Current Research and Methods

The transparent Palisade Insectary greenhouse building shines bright from within and illuminates the snowy night.

The Palisade Insectary applies many scientific protocols and methods to study biocontrol agents. Research is done into the safety, impact, use, creation, and spread of agents and pest hosts. Here are some of the research methods used.


Laboratory Research and Rearing

Before agents are released into the environment, much lab research is done to make sure of the safety, use and impact of the agents on the target pest. The Palisade Insectary explores the lifecycles and interactions of agents and their hosts. 

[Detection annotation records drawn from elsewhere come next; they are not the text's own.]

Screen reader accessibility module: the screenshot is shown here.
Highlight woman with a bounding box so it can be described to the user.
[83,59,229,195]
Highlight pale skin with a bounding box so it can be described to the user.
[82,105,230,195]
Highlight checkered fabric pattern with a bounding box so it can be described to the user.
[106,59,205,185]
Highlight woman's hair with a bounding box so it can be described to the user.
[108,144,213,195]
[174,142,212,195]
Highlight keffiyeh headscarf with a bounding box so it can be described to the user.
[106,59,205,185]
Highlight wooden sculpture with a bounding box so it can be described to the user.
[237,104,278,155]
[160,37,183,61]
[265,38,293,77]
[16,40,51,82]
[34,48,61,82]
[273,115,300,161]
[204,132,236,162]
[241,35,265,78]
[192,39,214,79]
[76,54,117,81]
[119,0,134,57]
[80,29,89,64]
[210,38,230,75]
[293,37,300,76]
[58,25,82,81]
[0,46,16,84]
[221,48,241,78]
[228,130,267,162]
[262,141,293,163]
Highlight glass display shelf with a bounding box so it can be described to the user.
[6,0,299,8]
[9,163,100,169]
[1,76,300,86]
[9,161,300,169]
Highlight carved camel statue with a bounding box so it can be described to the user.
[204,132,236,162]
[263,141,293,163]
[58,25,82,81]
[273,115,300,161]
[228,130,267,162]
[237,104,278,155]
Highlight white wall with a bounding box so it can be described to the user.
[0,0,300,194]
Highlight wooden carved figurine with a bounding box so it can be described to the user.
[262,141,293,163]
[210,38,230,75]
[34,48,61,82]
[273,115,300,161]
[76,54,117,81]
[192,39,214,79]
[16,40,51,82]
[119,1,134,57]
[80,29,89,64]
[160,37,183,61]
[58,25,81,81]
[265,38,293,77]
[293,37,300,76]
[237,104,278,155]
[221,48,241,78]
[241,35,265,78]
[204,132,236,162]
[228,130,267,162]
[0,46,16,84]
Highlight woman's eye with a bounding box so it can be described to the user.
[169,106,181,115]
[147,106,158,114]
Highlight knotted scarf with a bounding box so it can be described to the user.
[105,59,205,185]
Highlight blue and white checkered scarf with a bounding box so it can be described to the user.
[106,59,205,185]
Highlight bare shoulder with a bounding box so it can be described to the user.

Lab raising of certain agents is needed to build populations. It is also needed to continue populations of agents that may not survive in Colorado's winter climate.  

Surveys and Releases

Consistent surveying of vegetation and biocontrol agents across Colorado allows the Palisade Insectary to identify emerging pest problems, find and utilize field nursery sites to redistribute agents, and establish agents in areas where they are most needed.

Field Monitoring

Many monitoring methods are used by the Insectary to look at the effects of different biocontrols. The most common methods are: 

  • SIMP (Standardized Impact Monitoring Protocol)
    • Developed by researchers in Idaho and adopted nationally, the SIMP protocol is used to document target weed density, vegetation cover, and biological control agent abundance along a 20-meter transect. Data can be documented on a SIMP form (Idaho Invasive Species) or using the iBiocontrol App on a mobile device. 
  • Macro Plot Monitoring
    • This monitoring consists of a 16-meter square plot along with six 50-meter transects going out from the agent release point to document changes in the abundance of the targeted plant species, changes in the abundance of the insect biocontrol agent, expansion of impact area away from the point of introduction, and changes in the vegetation community. 
Field Experiments

Field experiments allows the Palisade Insectary to look at biological control for Colorado's environment. Experiments in field conditions can answer questions that inform us about the biocontrol effects on plant species layout and how it works with other control methods.  

Data Analysis and Mapping
Survey, monitoring, release, and experimental data are used by the Palisade Insectary to make better land management decisions for the control of invasive pest species. Data collected is verified, analyzed and then shared to improve biocontrol usage and effectiveness

Mapping of Colorado's weed and insect pests can help manage the spread of pests and create more effective control strategies
Research Collaboration

The Palisade Insectary participates in regional and national biocontrol programs, and has partnerships with many individuals and organizations to help biocontrol projects in Colorado. We have a long history of working together on projects with the USDA, CSU, CMU, USU, US Forest Service, BLM, EPA, SERDP, international organizations and many other biocontrol researchers in the US. 


One of our main goals is to inform resource managers, landowners, and the general public of the availability of agents and help them understand the opportunities to utilize biological control to improve their pest control efforts and achieve management objectives. We do this through our website, press releases, social media posts, presentations, and group tours of the Insectary. 

International Code of Best Practices for Classical Biological Control of Weeds

The Code was approved in 1999 by the delegates to the 10th International Symposium on Biological Control of Weeds and provides a standard guideline for biological control:

  1. Ensure target weed’s potential impact justifies release of non-endemic agents
  2. Obtain multi-agency approval for target 
  3. Select agents with the potential to control the target weed
  4. Release safe and approved agents
  5. Ensure only the intended agent is released
  6. Use appropriate protocols for release and documentation
  7. Monitor impact on the target plant species
  8. Stop releases of ineffective agents, or when control is achieved
  9. Monitor impacts on potential non target species
  10. Encourage assessment of changes in plant and animal communities
  11. Monitor interactions among agents
  12. Communicate the results to the public

Project Spotlight

SERDP Funded Phenology Modeling of Tamarix and Biological Controls

In cooperation with the Department of Defense Strategic Environmental Research and Development Program (SRDP), researchers at the CDA Palisade Insectary and Oregon State University have developed a phenology model of the Northern Tamarisk Beetle, Diorhabda carinulata. This model predicts when different life stages of the beetle occur in the field based on temperature and day length. This is particularly important to predict when these beneficial biological control agents may be collected and redistributed. The model is applicable to all of North America and may also be applied to other Diorhabda species with success. This lifecycle model can be located at uspest.org, which also has models for many other insects both pest species and beneficials.